There is another field in the catalogue entry, which is used for bookkeeping purposes.
The complete structure of the DIDA format shall not be explained in plain text here. It can be retrieved directly from my documented program listings of a general DIDA-analyzer and a special filter which reads ".cpf" and ".vpf" files, written in IDL / PV-WAVE dialect. From these listings the importance of the "Endian problem" and its solution becomes obvious: Any filter program which interprets binary numbers and is used for transport across platforms has to test the byte order ("Big Endian" or "Little Endian"). If the data originate "from the other party", it has to rearrange the bytes in the numbers.
Provision for an endian test is made in the definition of the GEL format. Thus my routine for reading scattering patterns written in GEL format under PV-WAVE can easily detect an endian switch.
Although the SAS analysis itself is not the main topic of the canSAS workshop, my analysis programs may be of some interest. I intend to write my new programs using PV-WAVE. Every pattern is a structure (i.e. a record), and my "program" is simply a collection of functions and procedures called from the PV-WAVE prompt.

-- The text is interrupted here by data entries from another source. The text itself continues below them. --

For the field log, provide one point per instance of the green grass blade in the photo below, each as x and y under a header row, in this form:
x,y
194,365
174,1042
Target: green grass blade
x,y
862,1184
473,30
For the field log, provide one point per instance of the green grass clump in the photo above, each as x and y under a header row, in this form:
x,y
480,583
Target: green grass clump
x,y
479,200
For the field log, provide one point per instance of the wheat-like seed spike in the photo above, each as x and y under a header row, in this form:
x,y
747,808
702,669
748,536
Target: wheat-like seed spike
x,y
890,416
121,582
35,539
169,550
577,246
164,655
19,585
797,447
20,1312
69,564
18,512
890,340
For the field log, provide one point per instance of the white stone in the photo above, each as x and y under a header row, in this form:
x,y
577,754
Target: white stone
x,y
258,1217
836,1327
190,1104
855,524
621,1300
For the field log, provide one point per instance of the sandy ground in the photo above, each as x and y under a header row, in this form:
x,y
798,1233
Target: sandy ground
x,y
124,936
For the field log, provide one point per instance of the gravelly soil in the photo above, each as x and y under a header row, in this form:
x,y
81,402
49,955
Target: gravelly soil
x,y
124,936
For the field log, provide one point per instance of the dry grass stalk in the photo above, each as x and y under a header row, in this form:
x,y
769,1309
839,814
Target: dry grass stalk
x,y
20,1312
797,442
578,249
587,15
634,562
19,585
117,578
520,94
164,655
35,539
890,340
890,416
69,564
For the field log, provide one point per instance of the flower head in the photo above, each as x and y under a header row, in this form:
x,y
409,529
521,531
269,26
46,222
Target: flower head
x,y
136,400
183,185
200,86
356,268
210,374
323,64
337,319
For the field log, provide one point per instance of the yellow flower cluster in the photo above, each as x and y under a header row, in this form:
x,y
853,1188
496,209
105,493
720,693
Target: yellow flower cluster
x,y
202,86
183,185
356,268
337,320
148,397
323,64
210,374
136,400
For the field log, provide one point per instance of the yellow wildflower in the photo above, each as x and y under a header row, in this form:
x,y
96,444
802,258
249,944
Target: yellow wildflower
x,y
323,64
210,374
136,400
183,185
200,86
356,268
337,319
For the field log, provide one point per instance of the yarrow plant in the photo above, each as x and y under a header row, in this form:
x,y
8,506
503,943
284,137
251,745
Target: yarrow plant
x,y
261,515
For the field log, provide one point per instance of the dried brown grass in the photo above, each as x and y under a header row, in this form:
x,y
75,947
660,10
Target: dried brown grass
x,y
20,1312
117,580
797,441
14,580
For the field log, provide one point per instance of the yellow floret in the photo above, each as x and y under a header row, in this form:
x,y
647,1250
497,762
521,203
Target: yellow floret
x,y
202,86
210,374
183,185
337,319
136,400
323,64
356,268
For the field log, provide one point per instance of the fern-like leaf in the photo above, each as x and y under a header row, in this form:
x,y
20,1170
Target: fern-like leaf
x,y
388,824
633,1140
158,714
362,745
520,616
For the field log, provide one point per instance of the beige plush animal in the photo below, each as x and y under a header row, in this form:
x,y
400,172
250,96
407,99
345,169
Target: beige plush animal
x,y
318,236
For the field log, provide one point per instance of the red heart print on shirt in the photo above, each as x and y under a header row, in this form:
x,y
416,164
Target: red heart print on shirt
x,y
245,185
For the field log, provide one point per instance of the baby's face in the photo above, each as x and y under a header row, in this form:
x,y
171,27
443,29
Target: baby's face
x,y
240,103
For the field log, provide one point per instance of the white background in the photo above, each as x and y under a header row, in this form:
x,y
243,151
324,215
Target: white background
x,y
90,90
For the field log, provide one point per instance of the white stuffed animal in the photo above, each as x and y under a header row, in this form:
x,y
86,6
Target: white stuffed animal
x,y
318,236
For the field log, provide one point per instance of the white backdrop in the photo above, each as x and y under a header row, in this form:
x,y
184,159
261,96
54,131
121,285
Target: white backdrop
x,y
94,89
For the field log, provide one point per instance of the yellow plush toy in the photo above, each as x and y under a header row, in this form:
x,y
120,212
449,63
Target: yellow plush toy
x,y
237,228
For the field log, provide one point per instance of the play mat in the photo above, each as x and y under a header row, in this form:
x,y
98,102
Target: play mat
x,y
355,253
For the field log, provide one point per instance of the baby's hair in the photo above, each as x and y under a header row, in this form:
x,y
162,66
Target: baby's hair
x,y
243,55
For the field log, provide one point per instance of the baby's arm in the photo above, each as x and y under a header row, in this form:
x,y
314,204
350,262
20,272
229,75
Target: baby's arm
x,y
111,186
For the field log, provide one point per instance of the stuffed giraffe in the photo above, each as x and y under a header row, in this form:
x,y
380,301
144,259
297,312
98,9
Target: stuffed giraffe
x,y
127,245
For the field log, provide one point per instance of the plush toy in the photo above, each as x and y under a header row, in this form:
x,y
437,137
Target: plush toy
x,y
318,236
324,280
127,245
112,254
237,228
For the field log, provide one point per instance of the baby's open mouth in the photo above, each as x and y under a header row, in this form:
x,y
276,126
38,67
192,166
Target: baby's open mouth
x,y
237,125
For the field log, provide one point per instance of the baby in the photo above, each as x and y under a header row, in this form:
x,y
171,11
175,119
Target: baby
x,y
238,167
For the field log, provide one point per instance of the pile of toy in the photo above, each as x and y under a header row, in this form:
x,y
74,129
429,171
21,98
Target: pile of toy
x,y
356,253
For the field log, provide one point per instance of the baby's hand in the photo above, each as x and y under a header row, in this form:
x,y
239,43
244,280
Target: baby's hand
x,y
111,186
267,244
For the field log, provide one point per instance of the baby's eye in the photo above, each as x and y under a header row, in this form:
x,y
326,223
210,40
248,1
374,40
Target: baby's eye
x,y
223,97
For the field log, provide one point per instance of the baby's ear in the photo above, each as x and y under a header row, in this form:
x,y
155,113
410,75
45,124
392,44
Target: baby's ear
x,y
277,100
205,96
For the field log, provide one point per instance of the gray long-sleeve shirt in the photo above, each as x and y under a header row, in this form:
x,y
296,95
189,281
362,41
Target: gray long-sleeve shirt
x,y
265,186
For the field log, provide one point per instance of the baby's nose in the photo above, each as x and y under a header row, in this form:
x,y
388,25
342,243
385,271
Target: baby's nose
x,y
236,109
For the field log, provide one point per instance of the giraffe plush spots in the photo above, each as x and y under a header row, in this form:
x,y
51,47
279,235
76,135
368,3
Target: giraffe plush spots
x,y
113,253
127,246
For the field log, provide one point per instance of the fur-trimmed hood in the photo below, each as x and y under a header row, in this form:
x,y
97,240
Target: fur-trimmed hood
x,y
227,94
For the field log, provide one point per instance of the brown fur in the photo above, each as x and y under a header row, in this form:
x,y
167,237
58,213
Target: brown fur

By applying a function to a structure a modified structure is generated. I do not intend to write a GUI, since my major interest is the development of analysis methods and their adaption to special problems.
Writing a GUI and hooking in methods (procedures and functions) might be a task for a central software engineer, if we would like to define a common software interface (and programming language). In this case we could develop a user friendly SAS analysis tool for solving standard problems (not for the advanced scientist, but for a "SAS analytical service").